How Ukraine has maintained its energy supply despite the war
This winter has put the Ukrainian energy system to the test. Since the start of the season, the Russian army has carried out 15 massive rocket attacks and 18 drone attacks on energy facilities in Ukraine. The attacks have aimed to destabilize the country's energy system and put the population at the mercy of the dark and cold.
The Energy Ministry in Kyiv told DW that more than 50% of Ukraine's energy infrastructure was damaged, affecting both electricity generation and conveyance. It said the most significant damage was done to heating facilities, with every single cogeneration plant hit.
"All the big heat and hydropower plants were damaged by Russian fire," Volodymyr Kudrytsky, the director of the state-run Ukrainian energy supplier Ukrenergo, said.
Almost all major substations had been attacked at least three to four times, he said. "We have objects that were hit six times, or some even 20 times," he added.
But the electricity supply has been maintained, he said. According to Kudrytsky, there have been no more outages since mid-February and the system has been working without any restrictions.
Several factors help explain the resilience of the Ukrainian grid.
According to Ukrenergo, damaged power lines were quickly repaired, often at the risk of expert workers' lives.
But it says the protection of Ukrainian airspace by air defense systems was also of great importance. In addition, the state energy supplier worked together with grid operators to develop new methods for reacting to attacks by Russian rockets and drones.
"One method is to take the load off the energy system in the period before the attacks, thus maintaining its integrity," Volodymyr Omelchenko, the director for energy programs at the Rasumkov research center in Kyiv, told DW.

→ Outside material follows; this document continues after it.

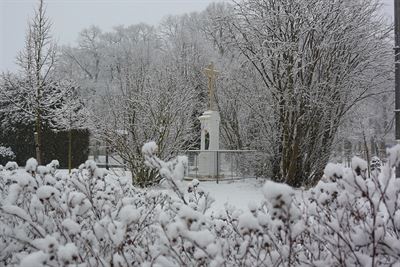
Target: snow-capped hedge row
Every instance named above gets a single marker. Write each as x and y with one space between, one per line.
95 219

This unloading — stopping the operation of individual block units at a power station ahead of possible rocket attacks — makes it possible to minimize the damage to the energy system if they are destroyed, thus allowing the faster restoration of lost energy.
The Energy Ministry also mentioned the existence of several technical methods that facilitate the stabilization of the situation but declined to give details.
"These methods are, let us say, not traditional technical solutions according to established standards, but they work, and thanks to them everything keeps going," Ukrainian Energy Minister Herman Haluchenko told DW.
Nuclear production and imports
In addition, repairs on a block at Ukraine's Rivne nuclear power plant have been finished. The second block of this plant, which operated at half-capacity in 2022, is also now at full power. This means that all nine available nuclear blocks are operating, which has compensated for shortfalls from the Zaporizhzhia Nuclear Power Station, currently occupied by Russian troops.
There has also been assistance from ENTSO-E, the European Network of Transmission System Operators for Electricity. Thanks to a continuous technical current flow, the Ukrainian energy system has remained in equilibrium, Ukrenergo's Volodymyr Kudrytsky explained. This synchronization allowed Ukrenergo to prevent frequent larger-scale blackouts during the attacks.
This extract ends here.